Eurovision: Encounters with street vendors

John Neal
Who needs Wal-Mart when you've got Louis and Co.?

I was sitting at beachside cafe for my afternoon when it happened. It was inevitable, really, and I knew it was going to happen. It was just a matter of when. Even the hundred-degree heat wasn't going to keep it from happening. The large sign at the entrance to town expressly prohibiting it certainly was impotent.

His name is Louis, and he came from Senegal by boat to the Canary Islands (a treacherous 1000 mile trip) to seek a better life for his family. He and several others like him walk the tourist-busy boardwalk and sometimes venture into the sandy beach area with a large board, to which are strapped wallets, sunglasses and cell phone holders. Fake leather purses and belts drape from one long, sleek arm. A stack of ball-caps rest atop his head. Colorful beads dangle from his hands.

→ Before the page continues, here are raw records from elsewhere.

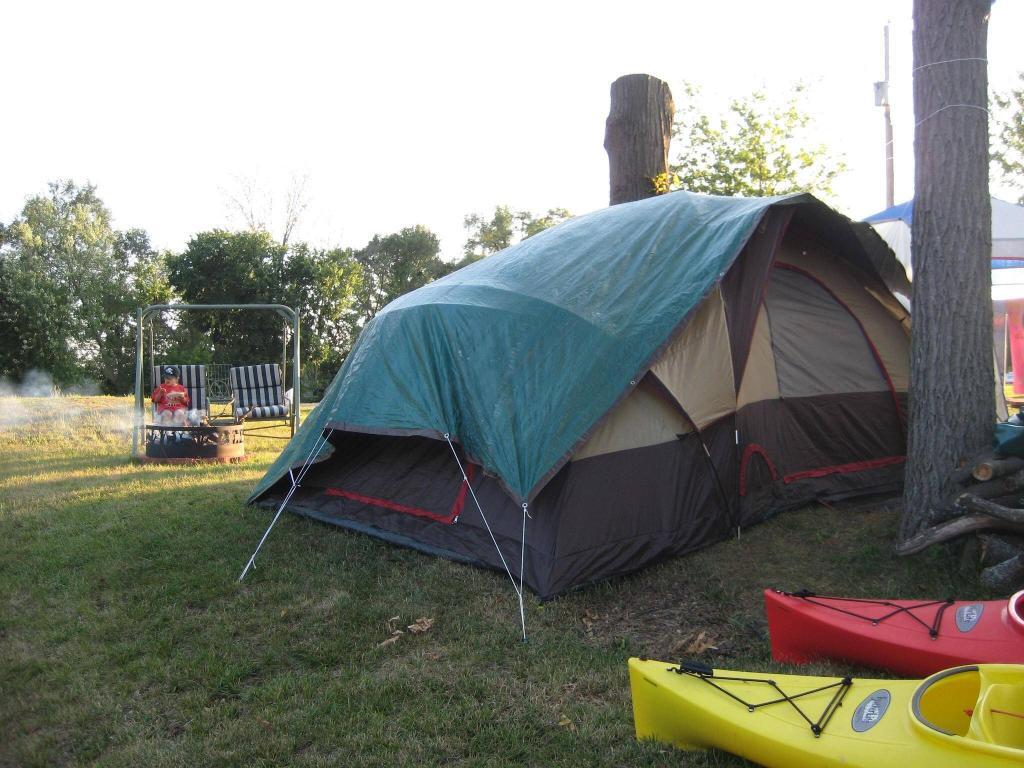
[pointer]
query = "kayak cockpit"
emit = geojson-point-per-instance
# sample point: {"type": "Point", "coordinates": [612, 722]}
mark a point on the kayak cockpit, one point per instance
{"type": "Point", "coordinates": [1015, 610]}
{"type": "Point", "coordinates": [982, 704]}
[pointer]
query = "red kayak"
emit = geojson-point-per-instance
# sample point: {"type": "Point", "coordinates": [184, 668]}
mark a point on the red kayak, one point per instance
{"type": "Point", "coordinates": [909, 637]}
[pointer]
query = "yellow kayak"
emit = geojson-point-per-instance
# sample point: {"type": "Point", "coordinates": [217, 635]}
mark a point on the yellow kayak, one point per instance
{"type": "Point", "coordinates": [966, 716]}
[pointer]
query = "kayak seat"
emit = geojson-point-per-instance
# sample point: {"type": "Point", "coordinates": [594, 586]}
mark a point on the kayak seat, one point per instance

"Cheap. Five euros," he tells me.

I tell him I'm not interested. My wife is an expert negotiator. Had she been there she would have talked him down to three euros. I still wouldn't buy, though. I have a wallet and I am very happy with what I've got.

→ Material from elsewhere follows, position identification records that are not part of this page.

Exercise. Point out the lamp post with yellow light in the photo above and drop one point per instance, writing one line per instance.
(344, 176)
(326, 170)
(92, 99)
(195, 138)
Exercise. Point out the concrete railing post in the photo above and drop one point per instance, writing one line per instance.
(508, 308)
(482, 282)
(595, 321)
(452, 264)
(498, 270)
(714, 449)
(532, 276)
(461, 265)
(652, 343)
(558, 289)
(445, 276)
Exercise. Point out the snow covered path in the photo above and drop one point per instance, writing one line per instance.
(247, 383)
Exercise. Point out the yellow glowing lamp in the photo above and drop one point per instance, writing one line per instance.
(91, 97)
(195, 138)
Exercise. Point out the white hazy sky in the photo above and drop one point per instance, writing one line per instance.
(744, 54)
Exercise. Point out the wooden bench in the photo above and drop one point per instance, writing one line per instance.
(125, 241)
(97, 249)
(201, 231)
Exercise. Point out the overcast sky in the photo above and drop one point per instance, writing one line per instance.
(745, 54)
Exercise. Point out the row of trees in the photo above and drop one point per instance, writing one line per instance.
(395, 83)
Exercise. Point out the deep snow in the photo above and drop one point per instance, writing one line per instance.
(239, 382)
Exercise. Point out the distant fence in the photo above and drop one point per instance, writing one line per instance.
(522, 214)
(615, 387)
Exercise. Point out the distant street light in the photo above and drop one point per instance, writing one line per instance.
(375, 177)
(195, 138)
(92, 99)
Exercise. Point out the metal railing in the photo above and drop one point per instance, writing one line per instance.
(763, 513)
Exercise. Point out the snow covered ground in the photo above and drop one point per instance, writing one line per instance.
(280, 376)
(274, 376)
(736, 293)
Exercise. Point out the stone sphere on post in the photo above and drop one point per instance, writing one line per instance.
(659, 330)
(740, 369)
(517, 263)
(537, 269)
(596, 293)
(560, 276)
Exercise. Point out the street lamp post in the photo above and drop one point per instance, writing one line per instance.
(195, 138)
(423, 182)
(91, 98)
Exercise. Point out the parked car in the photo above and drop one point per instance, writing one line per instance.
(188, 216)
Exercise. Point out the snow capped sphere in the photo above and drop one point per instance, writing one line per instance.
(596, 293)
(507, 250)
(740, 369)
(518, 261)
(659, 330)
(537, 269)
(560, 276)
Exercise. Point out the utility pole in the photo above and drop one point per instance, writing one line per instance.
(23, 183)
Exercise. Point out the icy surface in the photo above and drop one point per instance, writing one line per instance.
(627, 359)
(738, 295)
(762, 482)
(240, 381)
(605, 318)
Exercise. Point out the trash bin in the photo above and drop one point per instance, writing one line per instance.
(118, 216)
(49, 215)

He holds open a wallet. I feel bad for him because he has to set all his merchandise on the ground to do so. "Look, it's nice. You need a wallet. Five euros."

The wallet is average and probably won't last a month in my hip pocket. I tell him no and, knowing he will take it for an answer, I back it up with a half-truth: "I have no money."

Louis sighs, wipes the sweat from his brow with the back of his arm, and scoops to pick up his merchandise. It would take me an hour to get everything right and even then the stack of ball-caps, chains of beads and gaggle of purses would probably tumble to floor with every step I make. Louis has it down to an art and he is soon maneuvering through cramped cafe terraces to show his wares to foreign ladies. I don't think he earns very much, but whatever he does make is probably much better than the roughly $50 a month he earned as a tailor in Dakar.

Minutes later, a Moroccan in a white cotton tunic stops by to sell a table. He knows me, too, and goes straight for the Swiss couple behind me.